1 Şubat 2012 Çarşamba

Pencerenin dışı...





Dört bir yana büyüyen Şehrin göbeğindekiler, uç noktalarında yaşayanlar!
12 Ocak tarihli "Emek-Ekmek" adlı yazımda şöyle yazmıştım :




Kış nereden baksanız iki ay daha devam edecek...dışarıda yaşamak zorunda olan insanlara yardım elini uzatalım...
sokak hayvanlarını, barınaklarda uygunsuz şartlarda ve aç olanları , karla kaplı yerlerde bir çok canlıların yiyecek bulamadığını düşünüp onlara yardım edelim...onları yaşatmak için bir lokma eksik yesek ölür müyüz!
Dün akşam geç bir saatte aradığım sevgili Hakan Ertem kardeşim de düşmüş yollara... bir kediyle dönmüş eve ve burada "Beylikdüzü'nde hayvanlar donuyor ve açlar ...şimdi bir şeyler yazıp paylaşayım, bir iki hayvanı besleyip, bir gecelik de olsa içeri alsalar kardır" dedi... sağ olsun yazmış yazmasına da kaç kişiye ulaştı, kaç kişi baktı, okudu, dışarı çıktı ve duyarlı bir vatandaş ve hayvan severden bekleneni yaptı acaba...Dün yine Facebook'ta sevgili İsmet de bir fotoğraf ve yazı paylaşmıştı; sokak hayvanları için duyarlı olmaya çağırıyordu...belki ancak onlarca insan bu konuda birşeyler yaptı ama nasılda müteşşekkir oldu o zavallıcıklar onlara bakıp doyuranlara... yaşamayan bilemez. 
   








Köpekler kışın yağlanırlarmış, o yüzden kedilere göre köpeklerin dayanıklılığı daha fazla ama aç kalmalarını istemeyiz! o zaman direnç düşüyor. En çok üşüyenler her yerde karşılaşabileceğimiz kediler...onu dışında kanatlı hayvanlar yiyecek bulabildikleri sürece kış koşullarına alışıklar...akşam penceremizin müdavimi iki "kumru"muzda kar yağışı altında ağaca tünediler kaldılar, gece uyandığımda dışarı baktım hala orada uyuyorlar ve üzerlerinde bir karış kar var...sabah ilk ışıklarla bir daha baktığımda, uyanmışlar, gerinip, silkeleniyorlardı. Sabah erkenden oğlum Deniz Poyraz ile kedi mamasını kaptığımız gibi sokak sokak gezdik...kapı önündekilere mahalleden bir kaç kişi ile iki katlı bir barınakçık yaptırmıştık, onların keyifleri yerinde...babam ve iki üç kişi daha düzenli besliyorlar. Bu arada sokağımızdaki manolya ağacının yazdan kalan  kırmızı tohumlarını iştahla yiyen baştan karalar, neşeli neşeli ötüyorlardı. Özetle karınlar tok olunca direnç artıyor ve onlar kadar biz de mutlu oluyoruz ..! 

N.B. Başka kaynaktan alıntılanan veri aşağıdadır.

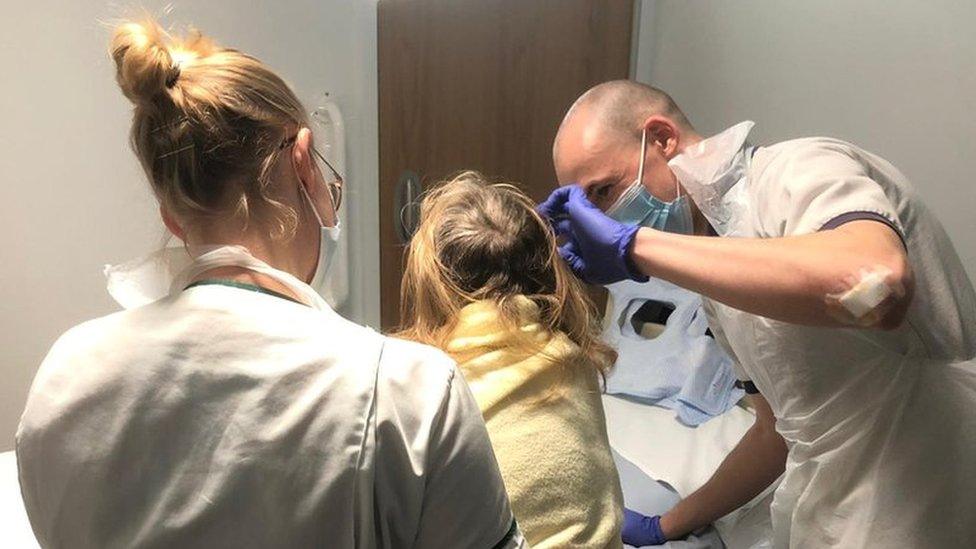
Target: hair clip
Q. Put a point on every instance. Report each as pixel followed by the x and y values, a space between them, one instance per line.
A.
pixel 168 125
pixel 177 151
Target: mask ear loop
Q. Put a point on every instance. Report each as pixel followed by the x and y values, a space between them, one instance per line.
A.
pixel 311 204
pixel 640 168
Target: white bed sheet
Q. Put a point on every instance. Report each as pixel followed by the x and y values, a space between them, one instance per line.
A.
pixel 651 438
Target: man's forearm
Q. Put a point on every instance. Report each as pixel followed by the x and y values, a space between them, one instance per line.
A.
pixel 757 461
pixel 787 279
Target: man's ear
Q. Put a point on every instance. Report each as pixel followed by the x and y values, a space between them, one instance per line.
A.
pixel 301 156
pixel 171 223
pixel 663 134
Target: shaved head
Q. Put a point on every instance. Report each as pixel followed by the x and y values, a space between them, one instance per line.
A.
pixel 618 109
pixel 598 145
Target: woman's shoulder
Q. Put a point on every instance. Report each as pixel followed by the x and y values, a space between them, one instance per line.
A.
pixel 412 364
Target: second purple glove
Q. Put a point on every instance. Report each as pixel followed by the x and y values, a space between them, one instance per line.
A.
pixel 597 247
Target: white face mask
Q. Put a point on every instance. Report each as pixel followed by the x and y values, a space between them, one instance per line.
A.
pixel 328 242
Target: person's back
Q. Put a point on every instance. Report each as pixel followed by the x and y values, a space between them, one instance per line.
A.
pixel 483 282
pixel 193 422
pixel 229 406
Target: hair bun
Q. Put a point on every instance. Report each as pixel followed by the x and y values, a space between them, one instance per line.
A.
pixel 144 65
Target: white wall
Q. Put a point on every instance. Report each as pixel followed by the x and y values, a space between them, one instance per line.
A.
pixel 72 196
pixel 897 77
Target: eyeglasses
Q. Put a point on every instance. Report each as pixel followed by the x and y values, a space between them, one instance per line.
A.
pixel 334 185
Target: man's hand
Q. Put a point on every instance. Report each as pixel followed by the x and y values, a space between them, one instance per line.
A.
pixel 597 248
pixel 640 531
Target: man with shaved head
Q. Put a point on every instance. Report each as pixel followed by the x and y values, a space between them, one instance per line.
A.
pixel 835 290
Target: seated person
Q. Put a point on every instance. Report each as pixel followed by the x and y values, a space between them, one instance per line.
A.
pixel 484 283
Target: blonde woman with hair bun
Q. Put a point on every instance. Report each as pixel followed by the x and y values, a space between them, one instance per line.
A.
pixel 484 282
pixel 228 405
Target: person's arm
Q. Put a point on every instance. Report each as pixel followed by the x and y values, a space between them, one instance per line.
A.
pixel 755 462
pixel 788 278
pixel 465 501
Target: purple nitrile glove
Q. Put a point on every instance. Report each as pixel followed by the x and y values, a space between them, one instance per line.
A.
pixel 597 247
pixel 640 530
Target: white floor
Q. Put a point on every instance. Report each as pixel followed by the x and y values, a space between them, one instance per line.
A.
pixel 13 519
pixel 648 436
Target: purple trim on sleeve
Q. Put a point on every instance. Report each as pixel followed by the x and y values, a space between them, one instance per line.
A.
pixel 858 216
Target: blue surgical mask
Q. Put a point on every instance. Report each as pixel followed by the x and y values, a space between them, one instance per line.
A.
pixel 637 206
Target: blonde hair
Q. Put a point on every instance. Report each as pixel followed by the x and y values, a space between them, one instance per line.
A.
pixel 477 241
pixel 208 124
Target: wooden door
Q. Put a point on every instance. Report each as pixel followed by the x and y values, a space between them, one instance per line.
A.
pixel 481 84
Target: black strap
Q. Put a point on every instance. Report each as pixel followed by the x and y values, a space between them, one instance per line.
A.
pixel 748 386
pixel 512 530
pixel 242 286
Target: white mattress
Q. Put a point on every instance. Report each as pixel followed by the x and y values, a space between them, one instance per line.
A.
pixel 686 457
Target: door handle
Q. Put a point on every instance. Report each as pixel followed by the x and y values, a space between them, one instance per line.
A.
pixel 406 206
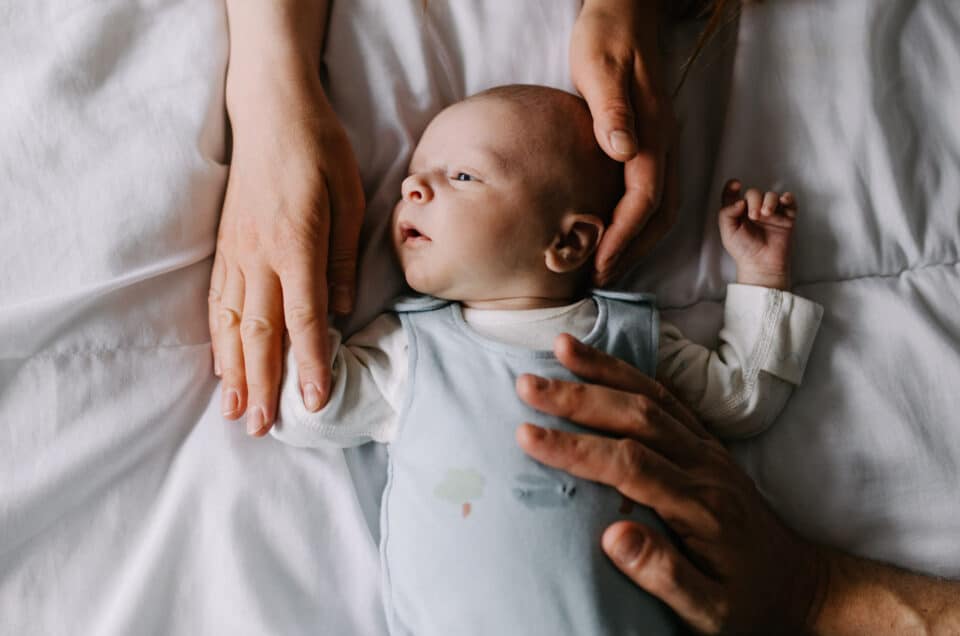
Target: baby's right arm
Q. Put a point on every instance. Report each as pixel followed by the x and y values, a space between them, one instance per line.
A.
pixel 368 374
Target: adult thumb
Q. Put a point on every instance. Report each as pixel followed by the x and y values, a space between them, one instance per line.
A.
pixel 655 565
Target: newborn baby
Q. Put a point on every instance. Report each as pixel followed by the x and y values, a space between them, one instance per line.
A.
pixel 507 197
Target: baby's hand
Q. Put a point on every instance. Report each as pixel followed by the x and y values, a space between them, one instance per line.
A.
pixel 755 229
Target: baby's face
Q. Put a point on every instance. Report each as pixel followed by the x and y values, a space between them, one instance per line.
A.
pixel 473 222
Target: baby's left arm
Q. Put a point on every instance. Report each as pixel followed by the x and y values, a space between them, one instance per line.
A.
pixel 740 387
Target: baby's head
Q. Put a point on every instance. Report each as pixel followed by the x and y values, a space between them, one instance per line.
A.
pixel 507 197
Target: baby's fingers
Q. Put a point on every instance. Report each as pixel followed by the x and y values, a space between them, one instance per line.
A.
pixel 788 205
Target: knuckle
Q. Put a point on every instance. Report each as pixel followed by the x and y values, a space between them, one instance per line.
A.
pixel 227 318
pixel 233 378
pixel 669 574
pixel 569 398
pixel 301 317
pixel 642 407
pixel 579 451
pixel 257 328
pixel 631 458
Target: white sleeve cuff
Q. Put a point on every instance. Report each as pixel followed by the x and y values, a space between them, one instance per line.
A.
pixel 785 323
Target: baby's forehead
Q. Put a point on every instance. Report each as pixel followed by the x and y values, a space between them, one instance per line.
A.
pixel 498 130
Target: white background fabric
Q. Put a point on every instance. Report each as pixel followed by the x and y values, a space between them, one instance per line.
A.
pixel 128 506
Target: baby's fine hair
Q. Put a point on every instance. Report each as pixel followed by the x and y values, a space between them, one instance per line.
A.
pixel 563 123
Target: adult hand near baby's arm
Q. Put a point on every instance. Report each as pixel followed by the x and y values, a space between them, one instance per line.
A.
pixel 617 68
pixel 292 213
pixel 742 570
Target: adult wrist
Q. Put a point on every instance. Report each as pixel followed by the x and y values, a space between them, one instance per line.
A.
pixel 275 48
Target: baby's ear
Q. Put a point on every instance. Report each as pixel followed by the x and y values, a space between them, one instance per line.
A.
pixel 575 243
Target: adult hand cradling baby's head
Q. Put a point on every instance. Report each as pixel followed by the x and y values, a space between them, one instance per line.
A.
pixel 507 197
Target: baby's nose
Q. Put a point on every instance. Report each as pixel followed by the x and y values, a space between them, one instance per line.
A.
pixel 415 189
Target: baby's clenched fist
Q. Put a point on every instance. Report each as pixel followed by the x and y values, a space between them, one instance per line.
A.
pixel 755 229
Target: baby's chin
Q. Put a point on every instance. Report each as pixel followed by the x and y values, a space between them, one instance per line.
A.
pixel 423 283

Tuzla civarında Belediye ve hayvan severler ormanlık alanlara da yiyecek bırakmışlar...bu çok güzel! Şehrin doğası içinde de bir çok hayvan; yaban domuzu,  kurt, çakal, tilki, geyik, ayı ve daha bir çok memeli ve kemirgen yaşıyor...ayrıca her gün gördüğümüz, güvercin, kumru, serçe, martı, sığırcık, karga gibi çok bilinen kuşların dışında yerleşik, bölgesel göç yapan bir çok su kuşu; sakarmeke, bahri, karabatak, batağan, kuğu ve ördekler, ayrıca yırtıcılar: şahin, atmaca, kerkenez, doğan gibi...hepsi...her zaman göremesek de İstanbul'un bir yerlerinde kendi yaşam savaşlarını veriyorlar! O zaman ne yapıyoruz: arabası olanlar bagaja, çantası olanlar ya da poşet taşımaktan utanmayanlar içine bir iki parça ekmek, kalmış yemek ya da mama koyuyorlar...ve mutlaka onları verecek karla kaplı bir köşede bekleyen bir iki canlı buluyorlar...tamam mı!